Nepotism is banned in most successful organizations, why not in government?

If this trend continues, how long before we simply proclaim a royal family or families and do away with elections altogether? Then we, too, could breathlessly await the birth of a new monarch.

I may not be an expert on history, but I seem to recall that we fought a war to get away from royalty.

How Quickly We Forget!

A new poll by Gallup has found that 49 percent of Americans now view President George W. Bush favorably, while 46 percent view him unfavorably. Assuming that the poll is more accurate than Gallup polls from the 2012 election, it would seem to indicate that 49 percent of Americans are either uninformed, misinformed or blissfully ignorant. The only other possible explanation is an epidemic of Attention Deficit Disorder!

What exactly did Dubya do that could be considered good?

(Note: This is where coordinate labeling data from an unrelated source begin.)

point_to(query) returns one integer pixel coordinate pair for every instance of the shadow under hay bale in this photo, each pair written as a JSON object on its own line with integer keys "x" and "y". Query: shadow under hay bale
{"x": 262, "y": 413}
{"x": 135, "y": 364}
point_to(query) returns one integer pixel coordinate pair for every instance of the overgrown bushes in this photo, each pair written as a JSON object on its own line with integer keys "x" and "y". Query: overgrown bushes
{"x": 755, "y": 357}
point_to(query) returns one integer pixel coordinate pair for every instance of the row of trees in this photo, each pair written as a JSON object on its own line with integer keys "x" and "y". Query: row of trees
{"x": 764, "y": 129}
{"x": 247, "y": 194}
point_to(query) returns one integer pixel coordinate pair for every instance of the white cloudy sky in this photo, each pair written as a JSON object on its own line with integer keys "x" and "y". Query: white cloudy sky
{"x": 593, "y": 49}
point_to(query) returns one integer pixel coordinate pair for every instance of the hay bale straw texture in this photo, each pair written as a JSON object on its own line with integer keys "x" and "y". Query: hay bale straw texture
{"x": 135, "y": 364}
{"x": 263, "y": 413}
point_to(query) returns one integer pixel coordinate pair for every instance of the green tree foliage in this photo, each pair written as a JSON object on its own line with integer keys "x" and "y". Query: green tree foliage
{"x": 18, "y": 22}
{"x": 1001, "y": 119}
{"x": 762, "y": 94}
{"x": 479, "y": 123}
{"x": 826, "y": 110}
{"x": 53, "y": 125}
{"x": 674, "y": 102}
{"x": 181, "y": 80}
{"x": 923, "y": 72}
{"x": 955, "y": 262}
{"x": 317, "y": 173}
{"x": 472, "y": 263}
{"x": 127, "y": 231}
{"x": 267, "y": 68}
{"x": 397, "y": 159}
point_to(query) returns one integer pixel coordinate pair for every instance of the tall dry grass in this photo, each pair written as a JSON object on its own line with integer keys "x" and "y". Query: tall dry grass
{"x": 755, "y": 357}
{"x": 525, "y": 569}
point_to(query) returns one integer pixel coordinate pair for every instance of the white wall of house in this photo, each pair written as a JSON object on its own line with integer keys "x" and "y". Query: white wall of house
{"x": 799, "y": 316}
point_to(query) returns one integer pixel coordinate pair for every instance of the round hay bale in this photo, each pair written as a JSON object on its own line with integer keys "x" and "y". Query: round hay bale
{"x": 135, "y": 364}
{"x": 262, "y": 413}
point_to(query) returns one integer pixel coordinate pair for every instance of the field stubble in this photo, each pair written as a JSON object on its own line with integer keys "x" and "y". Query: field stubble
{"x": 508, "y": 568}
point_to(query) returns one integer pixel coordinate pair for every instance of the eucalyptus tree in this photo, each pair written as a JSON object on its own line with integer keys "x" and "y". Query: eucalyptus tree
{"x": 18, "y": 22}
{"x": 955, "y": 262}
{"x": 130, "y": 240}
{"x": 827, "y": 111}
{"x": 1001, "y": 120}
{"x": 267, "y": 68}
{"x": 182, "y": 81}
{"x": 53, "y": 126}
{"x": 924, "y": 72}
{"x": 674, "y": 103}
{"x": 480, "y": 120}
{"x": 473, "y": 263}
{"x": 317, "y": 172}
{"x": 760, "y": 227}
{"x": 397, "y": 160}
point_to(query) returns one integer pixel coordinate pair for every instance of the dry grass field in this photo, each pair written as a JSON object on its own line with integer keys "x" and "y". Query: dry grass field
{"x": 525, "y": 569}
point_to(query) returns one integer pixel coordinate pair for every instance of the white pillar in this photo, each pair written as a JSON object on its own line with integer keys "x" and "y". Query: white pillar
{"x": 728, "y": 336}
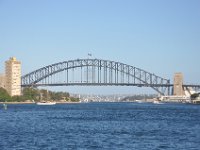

Was it the fact that he used his brother’s position as governor of Florida to steal the 2000 election? Was it his failure to pay attention to pre-9/11 warnings of a terrorist attack? Was it his campaign of lies and misinformation leading up to the Iraq War? Was it his apparent disinterest in completing the mission in Afghanistan? Was it his administration’s failure to regulate our nation’s largest financial institutions leading to an economic collapse? Was it his policies that led to the loss of millions of jobs? His bailout of the too-big-to-fail banks?

Was it Dubya’s embrace of “extraordinary renditions,” torture, no-bid contracts to military suppliers, or warrantless wiretaps? Was it his administration’s failure in dealing with the aftermath of Hurricane Katrina? Was it his administration’s embrace of the oily executives who control our nation’s energy policies?

Yes, by all means, let’s sit back and, through the haze of fading memories, fondly remember those halcyon days of incompetence, corruption and abject failure.